Partial Soft-Matching Distance for Neural Representational Comparison with Partial Unit Correspondence

TL;DR

Partial soft-matching provides a principled and practical method for representational comparison under partial correspondence and achieves higher alignment precision across homologous brain areas than standard soft-matching, which is forced to match all units regardless of quality.

Abstract

Representational similarity metrics typically force all units to be matched, making them susceptible to noise and outliers common in neural representations. We extend the soft-matching distance to a partial optimal transport setting that allows some neurons to remain unmatched, yielding rotation-sensitive but robust correspondences. This partial soft-matching distance provides theoretical advantages -- relaxing strict mass conservation while maintaining interpretable transport costs -- and practical benefits through efficient neuron ranking in terms of cross-network alignment without costly iterative recomputation. In simulations, it preserves correct matches under outliers and reliably selects the correct model in noise-corrupted identification tasks. On fMRI data, it automatically excludes low-reliability voxels and produces voxel rankings by alignment quality that closely match computationally expensive brute-force approaches. It achieves higher alignment precision across homologous brain areas than standard soft-matching, which is forced to match all units regardless of quality. In deep networks, highly matched units exhibit similar maximally exciting images, while unmatched units show divergent patterns. This ability to partition by match quality enables focused analyses, e.g., testing whether networks have privileged axes even within their most aligned subpopulations. Overall, partial soft-matching provides a principled and practical method for representational comparison under partial correspondence.

Figures (12)

• Figure 1: Partial Soft-Matching Distance for Matching Tuning Curves.(A) Two toy networks $N_A$ and $N_B$; the layer of interest for alignment is shown in red. A partial matching recovers one-to-one correspondences between units with highly similar tuning curves. Line color encodes match strength (darker = stronger).
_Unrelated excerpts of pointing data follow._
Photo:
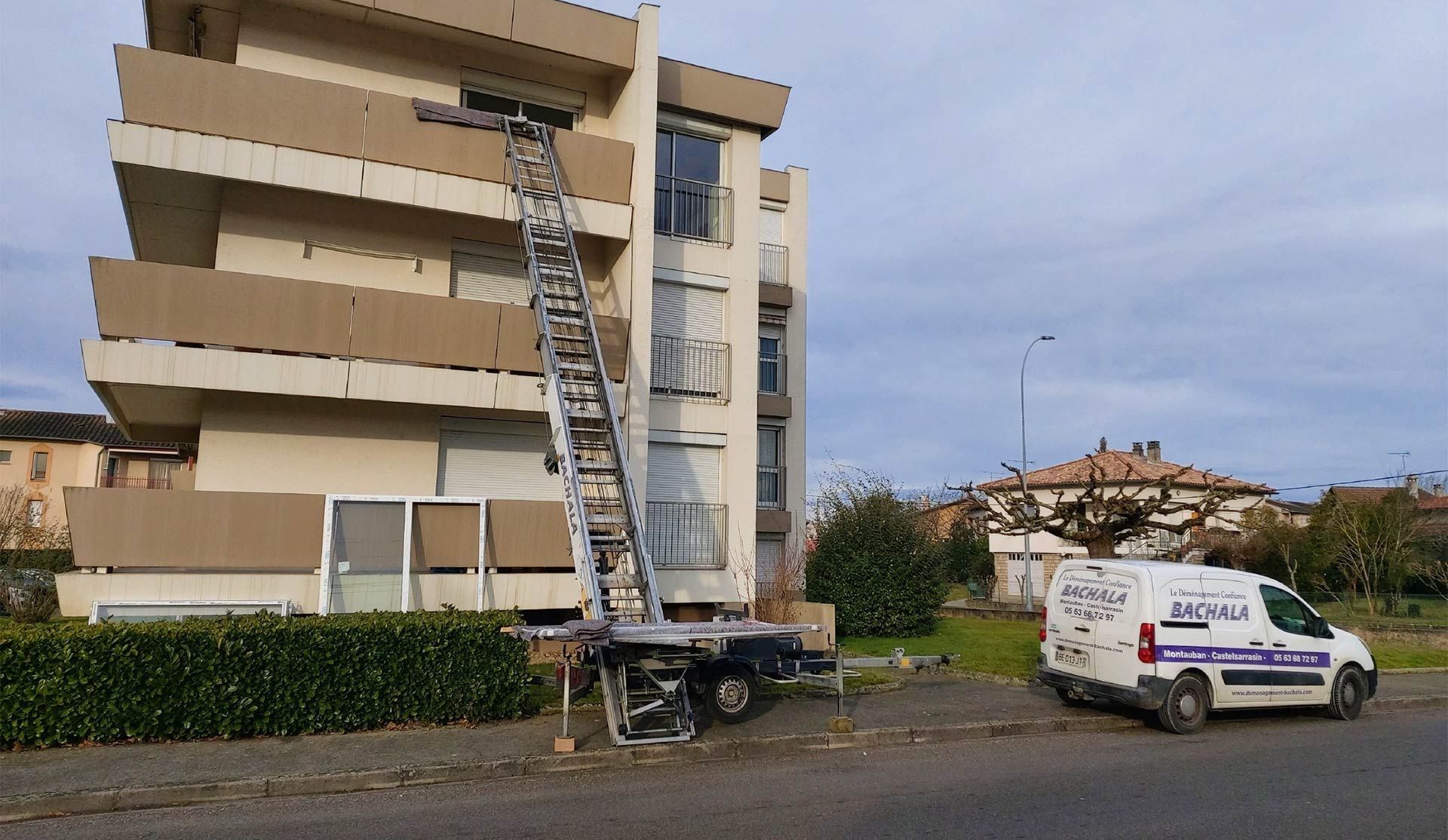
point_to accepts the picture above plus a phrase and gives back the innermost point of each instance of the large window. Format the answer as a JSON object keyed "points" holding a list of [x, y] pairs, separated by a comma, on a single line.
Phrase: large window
{"points": [[688, 198], [516, 108], [771, 489]]}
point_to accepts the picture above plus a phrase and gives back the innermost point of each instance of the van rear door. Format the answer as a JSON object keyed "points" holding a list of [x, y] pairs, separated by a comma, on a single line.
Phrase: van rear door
{"points": [[1069, 630]]}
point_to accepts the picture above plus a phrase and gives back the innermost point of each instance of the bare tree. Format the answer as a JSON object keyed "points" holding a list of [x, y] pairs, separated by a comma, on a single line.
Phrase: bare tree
{"points": [[1105, 511]]}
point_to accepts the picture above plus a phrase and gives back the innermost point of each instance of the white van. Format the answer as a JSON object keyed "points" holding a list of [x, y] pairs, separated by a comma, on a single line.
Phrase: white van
{"points": [[1185, 639]]}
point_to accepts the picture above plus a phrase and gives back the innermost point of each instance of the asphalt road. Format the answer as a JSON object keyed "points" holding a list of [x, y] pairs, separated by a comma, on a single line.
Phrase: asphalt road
{"points": [[1385, 775]]}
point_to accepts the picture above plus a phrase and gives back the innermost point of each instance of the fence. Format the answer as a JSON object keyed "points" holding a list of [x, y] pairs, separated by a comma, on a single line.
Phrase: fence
{"points": [[774, 264], [686, 535], [689, 368], [694, 209]]}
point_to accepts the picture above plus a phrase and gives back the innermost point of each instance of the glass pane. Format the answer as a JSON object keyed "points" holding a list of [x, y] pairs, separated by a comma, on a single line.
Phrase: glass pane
{"points": [[487, 102], [695, 158], [1286, 613], [367, 556], [664, 154], [557, 118]]}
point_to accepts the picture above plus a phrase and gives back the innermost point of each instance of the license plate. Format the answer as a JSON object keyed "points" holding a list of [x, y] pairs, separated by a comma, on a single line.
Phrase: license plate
{"points": [[1073, 659]]}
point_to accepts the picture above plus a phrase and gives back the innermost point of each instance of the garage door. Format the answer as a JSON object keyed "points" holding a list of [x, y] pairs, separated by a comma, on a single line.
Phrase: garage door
{"points": [[495, 461], [688, 311], [684, 473], [483, 271]]}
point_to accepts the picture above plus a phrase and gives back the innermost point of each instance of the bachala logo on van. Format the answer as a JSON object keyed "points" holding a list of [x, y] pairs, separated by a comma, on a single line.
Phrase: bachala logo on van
{"points": [[1208, 612], [1094, 594]]}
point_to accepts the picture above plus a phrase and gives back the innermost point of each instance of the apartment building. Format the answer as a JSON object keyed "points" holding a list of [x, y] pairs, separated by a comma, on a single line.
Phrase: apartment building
{"points": [[42, 452], [327, 299]]}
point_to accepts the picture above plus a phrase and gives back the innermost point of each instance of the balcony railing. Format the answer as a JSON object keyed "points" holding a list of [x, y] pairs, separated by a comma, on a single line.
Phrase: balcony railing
{"points": [[694, 209], [774, 264], [686, 535], [772, 368], [689, 369], [771, 489], [135, 483]]}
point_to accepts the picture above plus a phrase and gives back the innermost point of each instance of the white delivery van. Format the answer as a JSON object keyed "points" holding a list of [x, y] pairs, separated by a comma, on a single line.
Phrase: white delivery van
{"points": [[1186, 639]]}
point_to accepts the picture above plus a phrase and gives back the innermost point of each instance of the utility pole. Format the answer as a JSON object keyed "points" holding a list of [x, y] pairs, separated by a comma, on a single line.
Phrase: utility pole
{"points": [[1026, 500]]}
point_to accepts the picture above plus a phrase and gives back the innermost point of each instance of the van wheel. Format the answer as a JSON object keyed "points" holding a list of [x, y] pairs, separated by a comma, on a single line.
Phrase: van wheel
{"points": [[1186, 706], [1348, 693], [730, 694]]}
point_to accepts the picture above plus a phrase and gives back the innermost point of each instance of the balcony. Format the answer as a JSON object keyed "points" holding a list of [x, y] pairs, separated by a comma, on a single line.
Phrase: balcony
{"points": [[689, 369], [686, 535], [771, 489], [774, 264], [772, 369], [692, 210], [135, 483]]}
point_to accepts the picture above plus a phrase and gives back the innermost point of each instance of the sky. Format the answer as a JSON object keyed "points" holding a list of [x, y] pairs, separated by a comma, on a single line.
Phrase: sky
{"points": [[1232, 218]]}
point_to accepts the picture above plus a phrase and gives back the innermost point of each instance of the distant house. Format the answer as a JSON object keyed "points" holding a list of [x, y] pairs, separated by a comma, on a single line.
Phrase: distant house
{"points": [[1121, 470], [47, 451], [1296, 513]]}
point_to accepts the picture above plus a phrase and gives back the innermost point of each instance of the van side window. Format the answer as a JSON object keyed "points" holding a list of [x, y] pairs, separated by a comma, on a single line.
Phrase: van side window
{"points": [[1286, 613]]}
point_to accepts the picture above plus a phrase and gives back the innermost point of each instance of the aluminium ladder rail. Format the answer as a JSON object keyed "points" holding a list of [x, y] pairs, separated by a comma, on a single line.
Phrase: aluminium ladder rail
{"points": [[645, 695]]}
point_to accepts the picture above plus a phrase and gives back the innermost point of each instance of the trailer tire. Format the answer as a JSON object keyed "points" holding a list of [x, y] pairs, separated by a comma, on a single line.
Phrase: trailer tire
{"points": [[732, 691]]}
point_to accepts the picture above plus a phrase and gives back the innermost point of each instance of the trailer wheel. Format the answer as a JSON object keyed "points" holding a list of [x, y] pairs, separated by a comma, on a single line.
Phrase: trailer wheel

By contrast, a purely soft-matching yields a spurious pair (hatched units, red dotted line). (B) The same metric can be used to rank voxel/unit tuning-curve similarity between two subjects’ responses $\{\bm{r}_1, \bm{r}_2\}$, when exposed to the same visual stimulus.
• Figure 2: Comparison of Balanced and Partial Soft-Matching.(a) We simulate two neural representations, $\bm{X}$ and $\bm{Y}$, with 120 and 190 neurons respectively. The first 100 neurons represent pure signal, while the rest are pure noise. Red denotes all pure signal neurons in the two representations. (b) The L-curve method selects the optimal mass regularization parameter $(=90/190\approx 0.47)$, successfully discarding noisy units.
• Figure 3: Model Selection Using Partial Soft-Matching. We simulate three synthetic representations to test whether partial soft-matching correctly identifies which of two candidate models---$\bm{Y}_a$ or $\bm{Y}_b$---shares more signal with a reference population $\bm{X}$ (100 units). $\bm{Y}_a$ contains all 100 signal units from $\bm{X}$ plus 60 noise units; $\bm{Y}_b$ contains 100 units, 80 of which match $\bm{X}$. The true fraction of shared units is known a priori, marked by a vertical gray line. With the L-curve-selected regularization, partial soft-matching yields correlation scores $s_{\mathrm{partial}}(\bm{X}, \bm{Y}_a)=0.715$ and $s_{\mathrm{partial}}(\bm{X}, \bm{Y}_b)=0.645$, correctly favoring $\bm{Y}_a$. Standard soft-matching fails, with $s_{\mathrm{sm}}(\bm{X}, \bm{Y}_a) = 0.339$ and $s_{\mathrm{sm}}(\bm{X}, \bm{Y}_b) = 0.415$, incorrectly preferring $\bm{Y}_b$ due to forced matching of noise.
• Figure 4: Aligning Voxel Responses Between Different Subjects in NSD. For each area, we plot the (i) partial soft-matching score at different mass regularization values and (ii) the mean noise ceilings of the voxels that were kept at that regularization. The alignment criterion consistently identifies low noise-ceiling voxels for exclusion.
• Figure 5: Evaluating Methods for Identifying (Un)matched Neurons in Deep Networks. We compare three methods for ranking convolutional kernels by alignment between two ResNet-$18$ models trained from different random initializations on ImageNet, across early, middle, and late layers. Removing low-alignment units identified by partial soft-matching yields alignment scores nearly identical to those obtained by removing kernels ranked least important via brute-force ablations, while correlation-based rankings perform poorly.